Details of the service offering and charges must be communicated clearly to each client, and the communication must meet the disclosure standards around adviser charging.
This means that it is not permissible for providers to continue to pay, or for the firm to take, the facilitated adviser charges that were previously paid to the firm that sold the client bank until the client has formally agreed to continuing the service with the new firm.
Whenever there is a change to a firm providing services, or a change to the services themselves, firms must act in the client’s best interests and provide information to the client which is fair, clear and not misleading.
As an aside, it is worth noting that any change of controller must be notified to the FCA and requires FCA approval. We regularly see firms fall foul of this requirement. It is a criminal offence under FSMA section 191F to:
• acquire or increase control without first notifying the FCA (the FCA have 60 working days to assess a change of control case)
• fail to obtain prior approval in such circumstances.
Firms need to be particularly cautious about acquiring a client bank from a firm that is, or has been subject to regulatory action.
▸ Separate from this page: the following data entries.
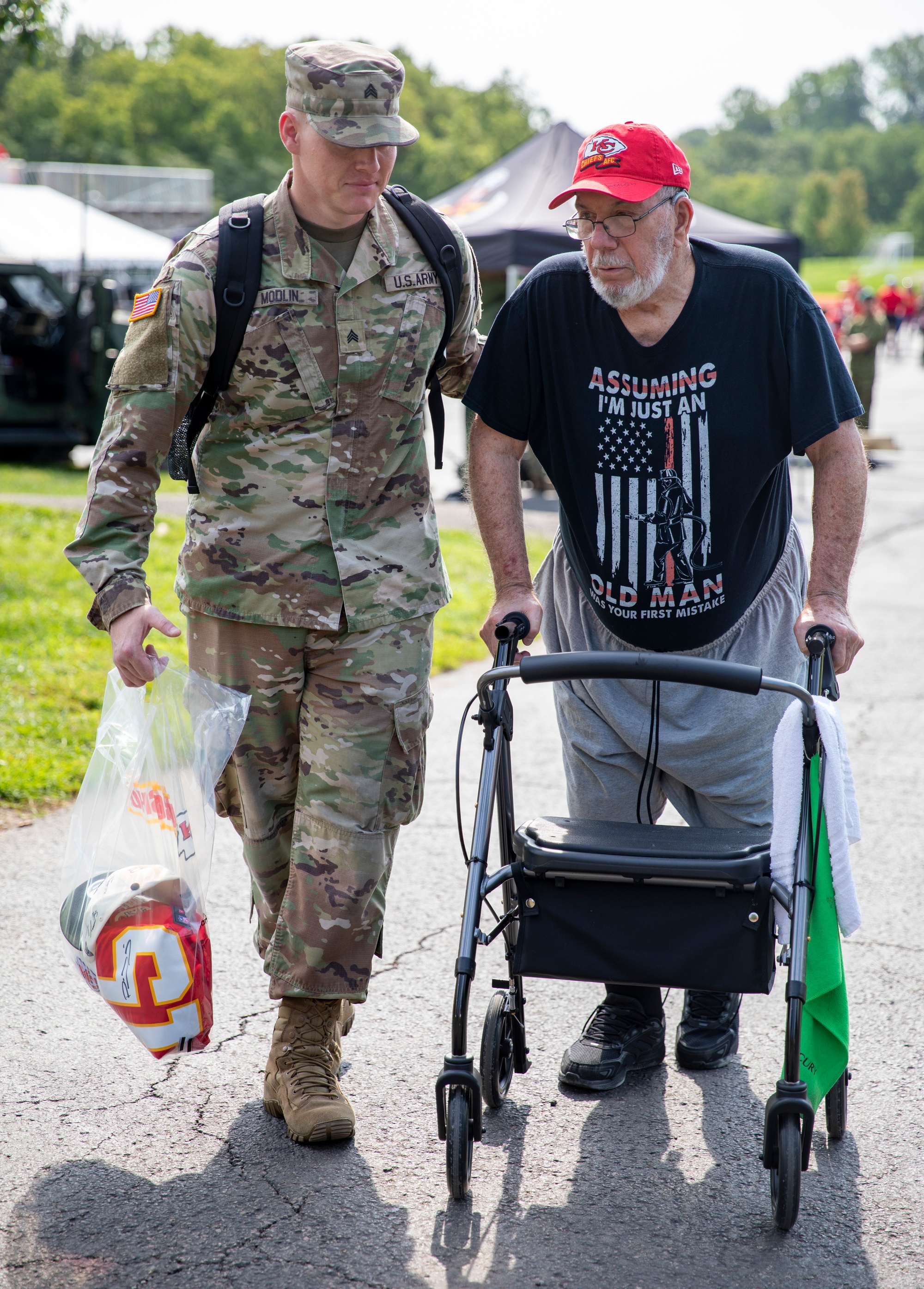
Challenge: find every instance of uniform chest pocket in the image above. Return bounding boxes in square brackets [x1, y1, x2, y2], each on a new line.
[380, 291, 446, 411]
[228, 309, 334, 424]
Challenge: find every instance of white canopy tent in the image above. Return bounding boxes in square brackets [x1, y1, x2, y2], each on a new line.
[0, 183, 173, 273]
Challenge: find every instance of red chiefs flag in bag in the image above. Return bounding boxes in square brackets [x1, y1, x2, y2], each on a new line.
[61, 664, 250, 1060]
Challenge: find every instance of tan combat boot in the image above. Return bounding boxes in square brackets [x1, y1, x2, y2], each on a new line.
[263, 998, 356, 1145]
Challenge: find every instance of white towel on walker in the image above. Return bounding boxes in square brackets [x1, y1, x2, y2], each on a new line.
[771, 697, 861, 944]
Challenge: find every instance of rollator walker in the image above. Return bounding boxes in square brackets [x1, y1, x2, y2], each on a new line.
[436, 614, 849, 1230]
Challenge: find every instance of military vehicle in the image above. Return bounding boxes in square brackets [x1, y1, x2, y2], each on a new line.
[0, 260, 133, 460]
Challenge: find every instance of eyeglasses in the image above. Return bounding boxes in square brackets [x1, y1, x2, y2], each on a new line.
[563, 192, 687, 241]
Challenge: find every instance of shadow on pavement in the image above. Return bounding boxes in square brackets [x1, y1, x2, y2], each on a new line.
[432, 1061, 876, 1289]
[5, 1101, 424, 1289]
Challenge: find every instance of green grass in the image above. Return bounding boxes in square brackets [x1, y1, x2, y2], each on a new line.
[799, 257, 924, 293]
[0, 461, 186, 496]
[0, 502, 549, 808]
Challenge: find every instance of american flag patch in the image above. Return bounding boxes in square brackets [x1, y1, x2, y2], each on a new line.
[129, 286, 160, 322]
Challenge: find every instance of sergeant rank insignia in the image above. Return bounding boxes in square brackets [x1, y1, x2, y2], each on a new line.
[129, 286, 160, 322]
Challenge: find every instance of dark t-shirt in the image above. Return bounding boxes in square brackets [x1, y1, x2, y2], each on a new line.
[464, 240, 862, 651]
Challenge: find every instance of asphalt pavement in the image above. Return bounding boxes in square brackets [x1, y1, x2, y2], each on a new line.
[0, 337, 924, 1289]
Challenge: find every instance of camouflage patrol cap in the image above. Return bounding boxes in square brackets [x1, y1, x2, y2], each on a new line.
[286, 40, 420, 148]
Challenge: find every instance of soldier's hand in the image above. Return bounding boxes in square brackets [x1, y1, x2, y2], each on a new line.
[480, 586, 542, 661]
[109, 605, 182, 690]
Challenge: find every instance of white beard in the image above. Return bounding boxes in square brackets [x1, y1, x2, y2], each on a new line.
[585, 228, 674, 309]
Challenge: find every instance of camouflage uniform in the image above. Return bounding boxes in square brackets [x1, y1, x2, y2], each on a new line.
[67, 43, 480, 999]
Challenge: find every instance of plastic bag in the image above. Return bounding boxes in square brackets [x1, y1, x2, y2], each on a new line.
[61, 663, 250, 1060]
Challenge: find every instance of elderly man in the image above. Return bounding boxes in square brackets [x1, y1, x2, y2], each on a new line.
[68, 41, 480, 1142]
[464, 121, 866, 1089]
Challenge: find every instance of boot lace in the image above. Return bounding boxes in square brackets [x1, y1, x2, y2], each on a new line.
[286, 1017, 336, 1098]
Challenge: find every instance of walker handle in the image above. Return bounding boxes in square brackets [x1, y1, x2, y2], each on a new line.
[519, 650, 763, 693]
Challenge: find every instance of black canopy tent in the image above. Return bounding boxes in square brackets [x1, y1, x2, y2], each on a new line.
[431, 121, 800, 285]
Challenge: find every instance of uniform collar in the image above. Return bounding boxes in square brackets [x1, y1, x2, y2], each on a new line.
[273, 170, 398, 293]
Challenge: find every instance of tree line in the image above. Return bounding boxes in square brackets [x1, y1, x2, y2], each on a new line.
[0, 23, 547, 206]
[676, 35, 924, 255]
[0, 10, 924, 255]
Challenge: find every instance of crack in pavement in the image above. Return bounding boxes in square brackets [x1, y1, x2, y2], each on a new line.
[207, 1007, 276, 1056]
[370, 922, 455, 980]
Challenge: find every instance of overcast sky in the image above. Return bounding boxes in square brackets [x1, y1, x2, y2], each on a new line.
[67, 0, 924, 134]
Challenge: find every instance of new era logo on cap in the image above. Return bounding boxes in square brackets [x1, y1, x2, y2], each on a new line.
[549, 121, 689, 210]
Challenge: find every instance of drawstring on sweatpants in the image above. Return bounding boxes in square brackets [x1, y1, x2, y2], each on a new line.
[635, 681, 661, 824]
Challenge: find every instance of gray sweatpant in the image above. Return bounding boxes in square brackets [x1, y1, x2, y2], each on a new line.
[536, 525, 808, 828]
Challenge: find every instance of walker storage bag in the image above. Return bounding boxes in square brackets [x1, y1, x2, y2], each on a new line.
[61, 661, 250, 1060]
[513, 817, 774, 994]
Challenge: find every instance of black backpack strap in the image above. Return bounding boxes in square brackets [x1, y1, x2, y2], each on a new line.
[383, 183, 462, 470]
[166, 196, 263, 492]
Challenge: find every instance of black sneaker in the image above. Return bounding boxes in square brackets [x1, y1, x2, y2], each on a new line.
[675, 989, 741, 1070]
[558, 998, 664, 1092]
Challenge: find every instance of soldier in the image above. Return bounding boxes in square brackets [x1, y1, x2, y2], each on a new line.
[67, 41, 482, 1142]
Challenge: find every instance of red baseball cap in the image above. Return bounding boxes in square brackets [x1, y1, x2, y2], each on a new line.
[549, 121, 689, 210]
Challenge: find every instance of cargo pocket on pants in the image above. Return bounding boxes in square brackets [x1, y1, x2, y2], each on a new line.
[380, 684, 433, 829]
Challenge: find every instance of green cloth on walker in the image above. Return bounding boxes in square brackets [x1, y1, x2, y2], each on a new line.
[783, 753, 851, 1110]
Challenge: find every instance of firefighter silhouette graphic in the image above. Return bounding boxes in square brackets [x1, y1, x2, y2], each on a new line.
[629, 469, 706, 586]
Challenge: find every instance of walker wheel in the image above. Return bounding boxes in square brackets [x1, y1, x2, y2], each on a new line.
[480, 991, 513, 1110]
[771, 1115, 802, 1231]
[825, 1070, 851, 1141]
[446, 1087, 472, 1200]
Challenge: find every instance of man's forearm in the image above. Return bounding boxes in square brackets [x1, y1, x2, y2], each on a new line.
[469, 418, 532, 594]
[808, 431, 867, 605]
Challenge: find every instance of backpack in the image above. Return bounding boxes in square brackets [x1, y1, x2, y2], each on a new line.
[166, 184, 462, 492]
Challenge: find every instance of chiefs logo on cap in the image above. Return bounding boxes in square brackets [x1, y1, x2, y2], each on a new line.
[580, 134, 626, 170]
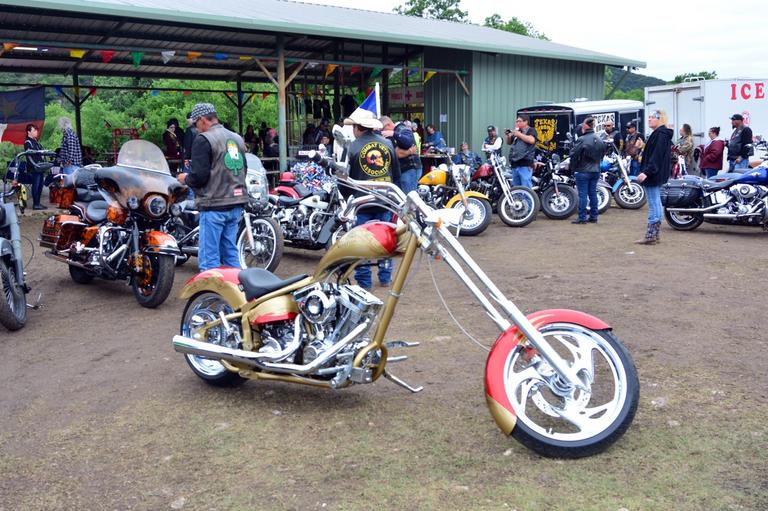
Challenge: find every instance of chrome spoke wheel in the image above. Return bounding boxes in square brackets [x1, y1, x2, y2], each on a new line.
[181, 293, 239, 377]
[505, 324, 629, 442]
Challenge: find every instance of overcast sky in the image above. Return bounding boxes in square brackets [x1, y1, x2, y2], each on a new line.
[296, 0, 768, 80]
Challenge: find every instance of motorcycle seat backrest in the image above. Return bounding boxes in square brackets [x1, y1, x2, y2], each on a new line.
[238, 268, 308, 301]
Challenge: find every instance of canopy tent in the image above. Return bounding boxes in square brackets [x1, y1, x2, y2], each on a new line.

In these circumstances, the FCA is now regularly formally restricting the firm from disposing of the firm or any of its assets.
1. Be clear whether you are buying the business or a client bank;
2. Do thorough due diligence;
3. Identify that the firm has authority to dispose of the client bank;
4. Keep the FCA in the loop – notify when required and do not complete any change of control without FCA approval;
5. Clarify which firm is liable for any past business complaints;
6. Communicate with the acquired clients about any changes;
7. Where required, issue new disclosure documents and gain formal agreement to continuation of service and charges;
8. Carry out a formal replacement business suitability assessment before moving client funds, including all relevant charges.